Three: Inside the Nigerian military and the FG bureaucracy itself are arguably the saboteurs of the best efforts, and those aiding and abetting the high casualty of generals. There is what some believe to be seeming competition among the red-necks – generals – to be posted to command the war theatre, and motivated only by the greed to command and profiteer from the war budget, the war economy – they turn the thriving but re-captured Lake Chad fishing communities and large territories of farming communities into their personal enterprises, control the market – the thriving international foodstuff market in that region and post home net-breaking profits, and are inwardly unwilling to end the war for fear of loosing profit grounds, etc, -all these drive an unstoppable incendiary but toxic warfare within both the military and civilian technical and administrative hierarchy for all manners of manoeuverings to land plum jobs in the theatre of war. Several unspeakable wealth recovered from service chiefs within the period of the war effort – e,g, ex Chief of Air Staff, Air Marshall Alex Badeh and his controversial assasination; and even the yet -to-be decoded recent military plane crash in Kaduna which killed the Chief of Army Staff, Gen Attahiru and other officers, etc, etc, are all offshoots of “the enemy within”.

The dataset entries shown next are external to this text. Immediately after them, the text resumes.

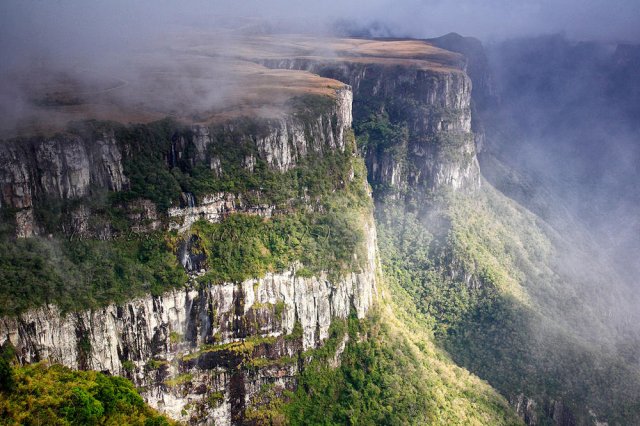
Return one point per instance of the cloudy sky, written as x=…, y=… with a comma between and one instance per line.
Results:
x=76, y=25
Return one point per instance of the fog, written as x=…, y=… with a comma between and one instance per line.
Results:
x=566, y=116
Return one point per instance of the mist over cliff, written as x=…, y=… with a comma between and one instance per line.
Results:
x=504, y=179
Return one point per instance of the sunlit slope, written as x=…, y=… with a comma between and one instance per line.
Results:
x=486, y=273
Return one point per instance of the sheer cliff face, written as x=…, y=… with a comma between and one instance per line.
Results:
x=431, y=105
x=70, y=166
x=204, y=352
x=210, y=350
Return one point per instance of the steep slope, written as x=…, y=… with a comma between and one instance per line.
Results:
x=218, y=241
x=221, y=252
x=505, y=291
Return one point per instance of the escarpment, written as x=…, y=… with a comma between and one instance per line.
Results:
x=206, y=258
x=416, y=108
x=249, y=262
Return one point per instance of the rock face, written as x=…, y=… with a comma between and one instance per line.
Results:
x=72, y=166
x=438, y=151
x=187, y=345
x=62, y=167
x=204, y=353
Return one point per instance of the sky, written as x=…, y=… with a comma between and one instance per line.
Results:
x=69, y=27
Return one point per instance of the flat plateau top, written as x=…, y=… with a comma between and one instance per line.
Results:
x=201, y=78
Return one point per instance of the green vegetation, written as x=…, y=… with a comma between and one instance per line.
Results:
x=245, y=246
x=389, y=374
x=43, y=394
x=322, y=202
x=243, y=348
x=82, y=274
x=480, y=269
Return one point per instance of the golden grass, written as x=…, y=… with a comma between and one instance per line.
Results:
x=202, y=81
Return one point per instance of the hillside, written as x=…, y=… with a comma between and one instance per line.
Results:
x=296, y=230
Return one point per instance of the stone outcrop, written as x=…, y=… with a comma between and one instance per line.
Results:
x=63, y=167
x=186, y=345
x=439, y=149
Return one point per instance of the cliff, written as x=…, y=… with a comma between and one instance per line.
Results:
x=203, y=347
x=234, y=240
x=414, y=101
x=201, y=354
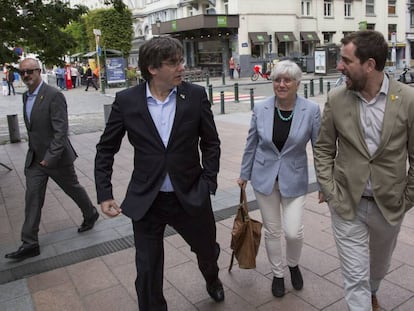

What is more lamentable, militarily speaking, from my defence and training and war experience, is that a general is too high a commanding officer to be deployed to the very level of battlements and siege going on in the North East. A colonel or equivalent rank is the fitting and acceptable standard for that level of conflict on ground. Strategic and tactical analyses will show that it is a terrible administrative, technical, strategic and tactical blunder to deploy generals to such conflict of such level of intense. Non-defence or military initiates may neither readily apprehend nor comprehend this; but this is the hard truth. Real military insider hard fact; as shocking as it might be! Neither the US nor China will ever do so; for they well know the implications.
So sad for any nation, even my nation, to lose any of its red-necks, highly trained generals, whether in the line of duty or not. More so, in very unseemly manners. But, can we ever learn? May their souls rest in perfect peace. Amen.
Odom is a veteran in defence reporting. He contributed this piece from Lagos.